I wrote this as a comment on an interview with Paul Krugman. I tend to agree with almost all he says, but I think he concentrates too much on the financial aspect of economics and not enough on production and the relationship that this has on international trade. And I think that international trade, and whether it’s balanced or whether it is in the positive (more sales than purchases) or negative state, is the key to a nation’s prosperity. With a positive balance of trade, all of a nation’s excess labor is put to production; with negative trade balances, the nation moves toward unemployment. It’s a fact that nations possess excess labor; it takes only a relative small number of people, with machines and efficient fabrication and production of commodities, to produce all the goods and services a nation needs. If the excess is forced into this production of domestic necessities, competition forces prices to fall, so overall there’s no benefit for the domestic economy. More people, but less domestic wealth.
Here’s my reply to the Krugman interview:
Good discussion, and it’s probably a good book.
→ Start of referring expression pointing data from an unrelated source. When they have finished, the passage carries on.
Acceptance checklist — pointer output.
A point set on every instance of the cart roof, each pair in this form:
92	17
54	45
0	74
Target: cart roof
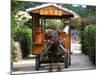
51	10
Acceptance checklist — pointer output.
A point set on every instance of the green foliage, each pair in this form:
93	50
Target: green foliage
89	42
54	23
24	36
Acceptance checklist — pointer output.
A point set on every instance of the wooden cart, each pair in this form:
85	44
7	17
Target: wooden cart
39	15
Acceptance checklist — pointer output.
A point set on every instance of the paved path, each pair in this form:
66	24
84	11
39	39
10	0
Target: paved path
79	62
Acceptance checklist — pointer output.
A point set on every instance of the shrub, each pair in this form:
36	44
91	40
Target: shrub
89	42
24	36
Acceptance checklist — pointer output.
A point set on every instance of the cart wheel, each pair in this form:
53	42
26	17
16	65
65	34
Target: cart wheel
37	65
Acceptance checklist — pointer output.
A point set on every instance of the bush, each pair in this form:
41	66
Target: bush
89	42
24	36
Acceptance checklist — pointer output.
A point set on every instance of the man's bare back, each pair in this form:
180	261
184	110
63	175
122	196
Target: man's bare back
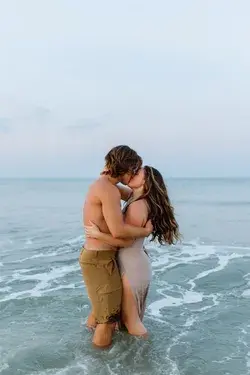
92	212
103	208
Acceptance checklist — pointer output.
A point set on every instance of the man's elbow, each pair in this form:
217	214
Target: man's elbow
117	232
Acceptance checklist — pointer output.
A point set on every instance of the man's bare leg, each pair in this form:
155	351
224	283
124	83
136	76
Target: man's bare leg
91	322
103	335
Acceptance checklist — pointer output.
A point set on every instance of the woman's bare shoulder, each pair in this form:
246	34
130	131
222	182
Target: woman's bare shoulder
139	207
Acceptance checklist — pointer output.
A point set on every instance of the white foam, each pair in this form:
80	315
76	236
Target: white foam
246	293
222	263
43	255
75	240
189	297
44	281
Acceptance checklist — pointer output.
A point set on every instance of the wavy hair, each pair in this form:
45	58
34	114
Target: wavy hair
161	212
121	160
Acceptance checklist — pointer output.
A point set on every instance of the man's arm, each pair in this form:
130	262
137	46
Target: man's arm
135	215
125	192
111	208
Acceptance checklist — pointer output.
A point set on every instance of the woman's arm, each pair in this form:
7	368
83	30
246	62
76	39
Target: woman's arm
125	192
136	215
93	231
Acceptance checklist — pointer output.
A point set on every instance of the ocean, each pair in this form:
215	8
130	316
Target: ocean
199	302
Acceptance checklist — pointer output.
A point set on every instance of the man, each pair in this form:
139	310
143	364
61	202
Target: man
100	272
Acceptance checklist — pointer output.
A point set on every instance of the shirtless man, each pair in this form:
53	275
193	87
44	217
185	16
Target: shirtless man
97	259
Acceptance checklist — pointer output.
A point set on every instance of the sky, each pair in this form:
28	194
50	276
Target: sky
169	78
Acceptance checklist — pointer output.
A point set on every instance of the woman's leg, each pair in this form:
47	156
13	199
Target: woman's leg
91	321
130	316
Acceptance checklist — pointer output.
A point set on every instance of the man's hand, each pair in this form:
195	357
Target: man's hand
149	227
92	231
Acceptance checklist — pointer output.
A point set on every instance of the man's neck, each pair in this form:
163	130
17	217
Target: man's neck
114	181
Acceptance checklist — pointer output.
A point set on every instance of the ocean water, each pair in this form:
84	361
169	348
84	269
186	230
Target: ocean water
198	311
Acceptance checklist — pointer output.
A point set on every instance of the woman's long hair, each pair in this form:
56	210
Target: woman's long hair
161	212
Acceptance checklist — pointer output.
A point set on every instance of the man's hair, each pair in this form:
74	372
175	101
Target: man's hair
121	160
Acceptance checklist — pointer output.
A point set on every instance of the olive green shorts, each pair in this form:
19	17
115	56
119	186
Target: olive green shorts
103	282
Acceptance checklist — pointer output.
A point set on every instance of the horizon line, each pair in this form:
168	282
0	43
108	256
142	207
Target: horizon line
92	178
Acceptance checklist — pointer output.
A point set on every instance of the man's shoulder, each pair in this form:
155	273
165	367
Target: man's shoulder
102	186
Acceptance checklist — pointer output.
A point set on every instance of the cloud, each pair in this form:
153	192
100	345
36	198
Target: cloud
82	125
5	125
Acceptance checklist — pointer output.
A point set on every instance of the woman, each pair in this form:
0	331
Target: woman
146	199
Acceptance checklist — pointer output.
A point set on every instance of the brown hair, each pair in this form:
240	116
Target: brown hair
121	160
161	212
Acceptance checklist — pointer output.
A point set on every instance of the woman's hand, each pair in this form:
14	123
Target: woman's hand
92	231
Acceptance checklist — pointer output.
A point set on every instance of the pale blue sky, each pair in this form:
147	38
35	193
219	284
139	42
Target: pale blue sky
169	78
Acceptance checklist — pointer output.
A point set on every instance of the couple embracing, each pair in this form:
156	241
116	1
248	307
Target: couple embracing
116	268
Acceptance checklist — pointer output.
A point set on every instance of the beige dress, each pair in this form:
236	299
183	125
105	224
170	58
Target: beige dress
135	264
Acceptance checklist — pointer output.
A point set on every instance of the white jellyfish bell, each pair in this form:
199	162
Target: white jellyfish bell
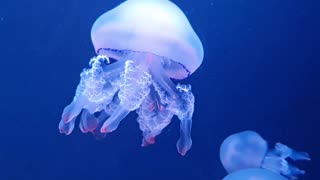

But I think I need to argue with Mr Krugman about some of what he’s said. He’s only got a Nobel and writes textbooks for economics classes; what does he know? 😉
I’ve thought, and have written a couple of times, that we in the USA are actually in a state of economic depression and have been for years. Recession and depression are, as Krugman says, essentially the same except for degree and duration. I’ve concluded that we entered a depression before the recent Great Recession but managed to make it seem less severe by borrowing and spending. Deficit spending by government, supported by borrowing, has been continuous. Even during the Clinton presidency, when the economy ran a ‘surplus’, borrowing increased; some of that went into the space program, a lot of it went to payouts to people through social support programs, some went to the military for weaponry and two wars. There were also a number of natural disasters that soaked up money. All of this was paid for with money that the nation didn’t have.
The non-government-based economy during this time was shrinking. A lot of industries went overseas; mining of such commodities as copper and iron went to South America and other places. Oil production nearly ceased here; what oil was left was too expensive to extract. Asia began to supply steel as well as manufactured products. American production workers lost their jobs. This loss of jobs wasn’t solely the result of Recession, but was a much longer process as finance became the dominant consideration in business. Finance doesn’t care where the products come from; production, and workers, was marginalized. Workers lost jobs, and except for government spending to prop up the economy, that economy would have shrunk much more.
Economic activity that produces products that can be traded internationally is sustainable. Economic activity based on continuous borrowing is not. It’s as simple as that.
If you’re selling internationally, money comes into the nation as well as going out. If you’re borrowing, money comes in, international goods come in, and money for those flows out; but nations who profit from selling us oil and copper and steel and manufactured goods can turn their profits around, buy US Treasury bonds, and then collect interest. Double whammy; even more money is now flowing out, the debt is rising constantly, the interest money to service that debt keeps getting larger, and so the whole house of cards begins to shake. We can no longer avoid facing the danger.
That much the people who favor reduction of the debt get right.
But a nation in depression or severe long-term recession can’t afford to stop paying out money. They can’t afford to stop borrowing. Lenders stop lending at some point. Nations, even the US, may be forced to default…or print money without the economic activity to back that money.
We’re the default backer of world trade, because the dollar is the international currency. If the US hits that wall, world trade collapses. In time, a new currency or basket of currencies can take the place of the dollar. But in the short term, the yuan and the yen and the euro and the pound all have problems of their own. There is no easy short term solution.
The bailout had to happen in some form, as did the Fed’s quantitative easing. But the bleeding sore remains under the bandaid: there aren’t enough good jobs to support the middle class, only very profitable jobs for the financials at the top and very poor jobs for those at the bottom. That latter class is growing, but it cannot possibly generate the economic surplus to fund the consumer economy. That lower class can’t afford to buy a house, or a new car, or a new TV; they have to keep the old ones. Many of them also had their own debt crises from credit cards; in effect, credit card companies provided their own ‘quantitative easiing’. People spend this year’s discretionary income last year or the year before. They’re still paying that off.
So the borrowing must continue for a while. But this time, to end the depression/recession, it must go to the real job creators in the form of middle class jobs to people who will buy things and pay taxes. People who are rebuilding infrastructure, roads and bridges and buildings and solar systems and power distribution nets; those are the ones who will really create jobs by creating demand for products. And most of those products need to be made here in the USA.
Do that, and the depression/recession will truly end.